だけどね、この村には、可笑しな興味深い友人が沢山いるんだ。
彼らに会うために、日に一度は外に出かけるよ。

南に川が見える細い道を少し歩くと、小さな竹やぶが見えてくる。
竹やぶの中には、さらに細い道が通っていて、その道は川へと続いているんだ。
川縁に抜ける少し手前のところに、赤い頭巾とよだれかけをした地蔵様が三体並んでいる。
生い茂る竹は、陽射しから心地よく地蔵様たちを守っている。

おれは、地蔵様の笑顔が大好きなのさ。
「この村のことは、何でも知っているよ。
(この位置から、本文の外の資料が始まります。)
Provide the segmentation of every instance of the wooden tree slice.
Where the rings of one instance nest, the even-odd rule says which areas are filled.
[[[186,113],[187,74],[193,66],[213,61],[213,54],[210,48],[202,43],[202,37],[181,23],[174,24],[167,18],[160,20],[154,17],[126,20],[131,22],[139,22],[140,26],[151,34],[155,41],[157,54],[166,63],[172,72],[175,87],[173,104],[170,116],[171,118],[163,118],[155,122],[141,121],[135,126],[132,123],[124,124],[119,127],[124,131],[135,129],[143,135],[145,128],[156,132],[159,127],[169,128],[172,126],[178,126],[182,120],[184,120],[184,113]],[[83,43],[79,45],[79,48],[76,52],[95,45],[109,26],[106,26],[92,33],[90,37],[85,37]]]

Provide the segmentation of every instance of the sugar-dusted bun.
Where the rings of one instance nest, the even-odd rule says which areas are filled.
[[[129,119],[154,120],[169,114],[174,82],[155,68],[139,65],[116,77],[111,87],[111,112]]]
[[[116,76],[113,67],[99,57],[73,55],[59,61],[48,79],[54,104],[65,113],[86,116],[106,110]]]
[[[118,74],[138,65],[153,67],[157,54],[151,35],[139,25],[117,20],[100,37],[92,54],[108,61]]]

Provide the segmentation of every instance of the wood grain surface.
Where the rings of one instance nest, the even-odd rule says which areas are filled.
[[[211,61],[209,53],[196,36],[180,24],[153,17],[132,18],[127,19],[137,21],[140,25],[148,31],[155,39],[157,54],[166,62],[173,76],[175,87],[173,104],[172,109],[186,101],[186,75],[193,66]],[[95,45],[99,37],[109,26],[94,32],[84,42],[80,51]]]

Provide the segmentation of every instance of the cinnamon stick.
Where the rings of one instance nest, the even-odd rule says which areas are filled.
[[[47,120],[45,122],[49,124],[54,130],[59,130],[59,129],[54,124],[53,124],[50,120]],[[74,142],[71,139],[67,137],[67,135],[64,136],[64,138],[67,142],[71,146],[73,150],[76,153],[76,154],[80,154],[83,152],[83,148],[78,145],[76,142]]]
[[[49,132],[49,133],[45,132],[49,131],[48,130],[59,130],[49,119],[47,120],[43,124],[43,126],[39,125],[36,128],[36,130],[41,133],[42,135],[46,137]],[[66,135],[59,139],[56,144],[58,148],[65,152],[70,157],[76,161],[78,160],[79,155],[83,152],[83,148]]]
」
と穏やかに笑っている様にも見える。
ともかく愛に溢れた素敵な笑顔だよ。
安らぎを与えてくれる笑顔さ。

おれはここで、よく昼寝をする。
竹が優しくおれを包んでくれるし、地蔵様が見守ってくれている気がするからね。

ある日、おれは地蔵様と空を飛ぶ夢をみた。
いや、飛ぶというよりも浮かんでいる感じだったな。
とても高いところから眺めると、この村の山容水態の全てが見渡せた。
そしてね、今まで気がつかなかったことを発見したんだ。

川は山と会話をし、空は地と戯れていた。
水、土、木、草、光、風、花、動物たちは、その舞台の中で自由に遊んでいた。
それぞれはとても自由なのに、その風景は一枚の美しい絵画の様にみえた。
地面に立っていた時には、バラバラに見えたそれぞれの行動は、完全な調和を生み出していた。
それは、とても美しい風景だった。

夢から戻ったおれの横には、これまで通り地蔵様が三体並んで立っていた。
「凄いだろう?素敵だろう?美しいだろう?」
三体の地蔵様は、自慢げに笑っていたよ。
赤いよだれかけを揺らしているのは、南から吹く優しい風だった。